言毕,服务员微笑地离去,知泽则继续看着窗外。
太阳从头顶一直来到了半山腰,露出了半个身子,洒下一片红晕,知泽也在这儿点了一杯又一杯。知泽毫不吝啬有人和他拼一个桌,在他面前说说笑笑。他对桌的人也换了一个又一个,而他也只是从咖啡换成了茶。
一位商人在他对桌坐过:“你说钞票是什么,一张万能的纸吗?却也买不回家人和时光。”
又一位商人也在知泽桌前坐过,不通的,多了一副单片镜,还有一顶高帽:“我以前从未想过,奴隶贸易竟会死灰复燃。”
一名歌妓坐过:“我本是研究生。”
还有一位学者,记脸碎胡:“当世界崩坏,大雾弥散,人们的世界观里便夹杂着病态,你说我们该去哪?”
还有一位。。。。。。
知泽忽然回想起自已的高中,他自已问自已:“高考是为了什么?一个不一定有用却足够L面的纸?”其实后来却靠着关系,事着权贵,哄着二代升到了洛煌,却是因为黑幕被淘汰去了汉文。再后来因为站错队,党魁被判了无期,自已因为太干净只拘审了两个星期,没多久便复了职。没完,后来一次立功被“请”去了僻远的夜阑。开始的夜阑并不富裕,却硬被知泽带成了三四线城市,中央发了奖金和奖章,到手时却只有奖章。再后来哪也不想去了,在夜阑扎了根,娶了顾乔儿,成了夜阑民众所拥戴的知州长。知泽想到这,不禁长叹。
“先生,先生?”
知泽晃过神来:“啊,怎么了?”
“先生,我们店长邀请您到楼上喝茶。”服务员微笑地说道,知泽看着那服务员,眉目慈祥,一对花白的八字胡,皮肤松弛,和蔼可亲。

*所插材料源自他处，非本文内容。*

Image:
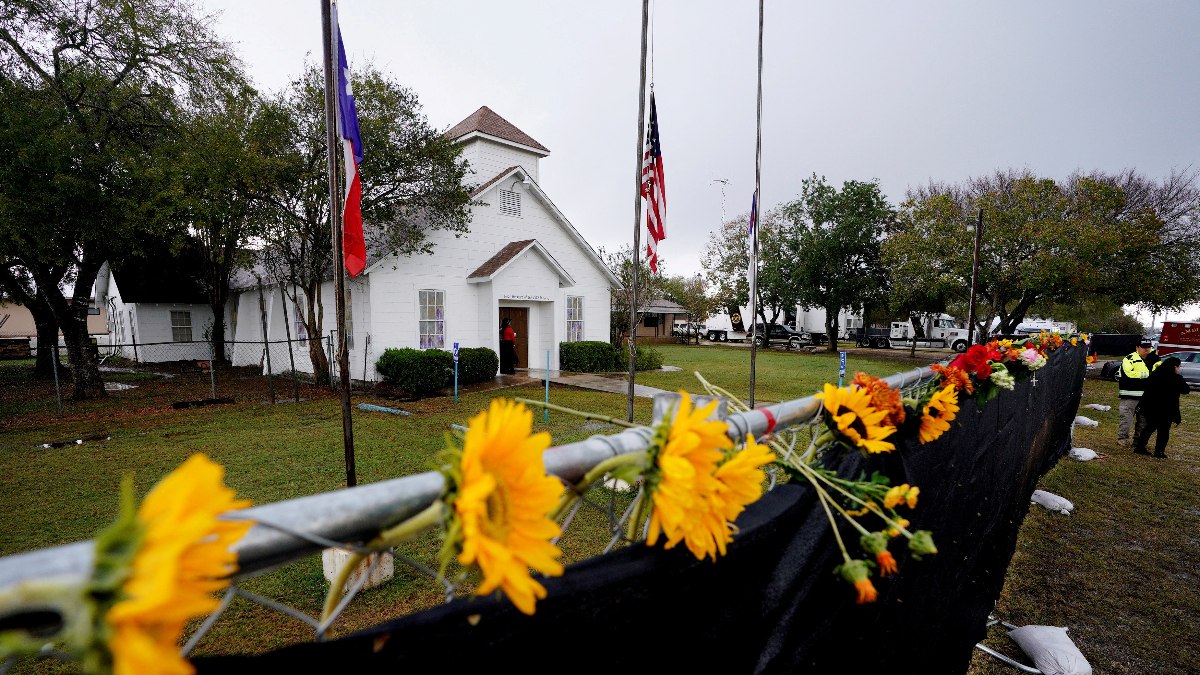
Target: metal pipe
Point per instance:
(357, 514)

知泽感到有些惊奇,并跟随着服务员来到一处并不引人注意的木楼梯旁,服务员示意知泽自已前行。
知泽看着眼前的走廊,摸了摸木楼梯,发现竟是红木。走在走廊上两边的墙上挂着一幅幅用楠木让框的油画。墙壁是一块块菱形的红木拼接而成的纹理。最底下是一指高的红褐色的花岗岩包边,地板是大理石,铺着暗红色纹理的金边长地毯。顺着走廊,在尽头处,有一大盆兰花,兰花旁放着一颗石头。

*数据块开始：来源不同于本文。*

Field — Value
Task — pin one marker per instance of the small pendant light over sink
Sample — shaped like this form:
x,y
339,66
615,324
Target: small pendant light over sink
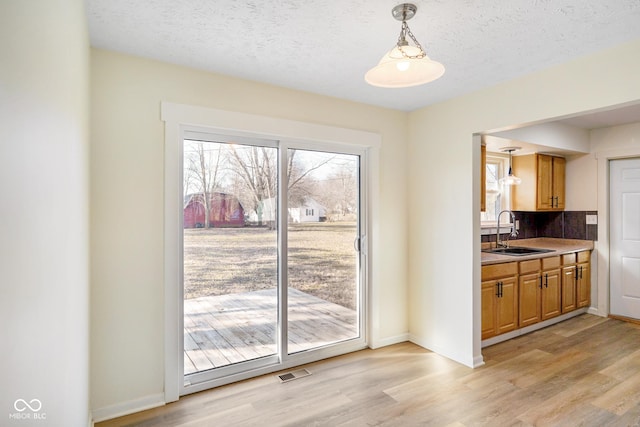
x,y
404,65
510,179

知泽走到兰花旁,右转,便是店长办公室,门开着。知泽打了声招呼,发现店长正在喂着鱼,缸里养着九条金鱼,有丹顶红,有狮子头,还有水泡眼、凤尾、金鳞、花鳞等等。
“啊,你来了,进来吧。”店长老珂说道。
知泽进了门:“您好,老板,您找我?”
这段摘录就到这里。